Over the last decade or so, one major pattern has emerged across businesses and workforces in America: every company is a tech company.
I’ve been saying this phrase for a few years now (much to the chagrin of my employees), and wholeheartedly believe it: if you’re a business that’s not tapped into technology to help serve your customers or build your products, you will cease to exist in the coming years. Plain and simple.
While this will continue to be true for years to come, I might have to change my tune. Because a new, potentially even bigger change is coming for companies, tech and otherwise. Now, every company will have to be an artificial intelligence company if they want to survive. Think about it — if you as a business leader aren’t prepared to move with the artificial intelligence wave, you and your employees might have their jobs automated before they can react. And that’s the real fear, right?
Allow me to explain.
We’ve entered a historic new economic paradigm, one we haven’t seen since the likes of the Industrial Revolution or the advent of the internet. AI (the ability for machines to perceive external factors and react to them to maximize success) is already getting plenty of play in the media, popular culture, and our government.
But it might come as a surprise that it’s also already changing the nature of some jobs today. When it comes to work that doesn’t require a formal education, programmable robots and algorithms can automate routine jobs: they can pick one apple per second in an orchard; they can stitch military combat pants quicker than human hands; and they can drive cars and deliver packages. Elon Musk, CEO of Tesla and SpaceX, believes that 12-15 percent of the workforce will be unemployed in 20 years, thanks to automated cars.

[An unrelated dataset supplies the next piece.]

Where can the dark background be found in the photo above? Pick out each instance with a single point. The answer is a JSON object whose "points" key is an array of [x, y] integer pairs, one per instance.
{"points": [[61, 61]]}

It’s easy to remain safe on our high horses, though, and assume that our jobs will never be automated. After all, we received college educations, we’re strategic, we work together — surely a robot can’t do that. But robots now outperform human surgeons in low-risk, outpatient surgeries; they’re teaching English to students in Japan and Korea; and RAVN is automating document review faster and more accurately than any human’s capacity. Sounds like we have a lot to worry about, right?
Actually, as history has taught us time and time again, the advent of new technology and the introduction of more efficient processes to workplaces has actually created more jobs than it has destroyed. The power loom created more weaver jobs than were ever around before clothing became a high-volume production, and when the car replaced the buggy, an explosion of new occupations resulted (road pavers, suburban construction, hotels, restaurants, construction, and more).
McKinsey predicts that AI and automation will inject 1.4 percent annual GDP growth worldwide. It’s entirely possible that driverless cars and robots will create more jobs than they destroy.
Instead, we’ll see many jobs become more efficient, with mundane, routine processes eliminated and strategic work left to humans. You could look at it this way: the future isn’t so much being replaced by robots as it is learning to work with (and train) them. But don’t forget that creativity cannot be coded — the hardest skills to hire for already are creativity and leadership, according to PWC.
This goes especially for recruiters. You’re the ones who can sell candidates on a workplace, plan for new departments, or make critical hires. While AI will help recruiters be more productive and make better decisions, recruiters are still the ones signing on the dotted line. That’s a power that won’t be taken away in the near future, especially by a robot.
As machines and algorithms help us become more streamlined and make smarter choices, the human side of our jobs will be left to us. We’ll use our intuitions, our experiences, and our team members to build the companies of the future. I hope the robots are ready for us.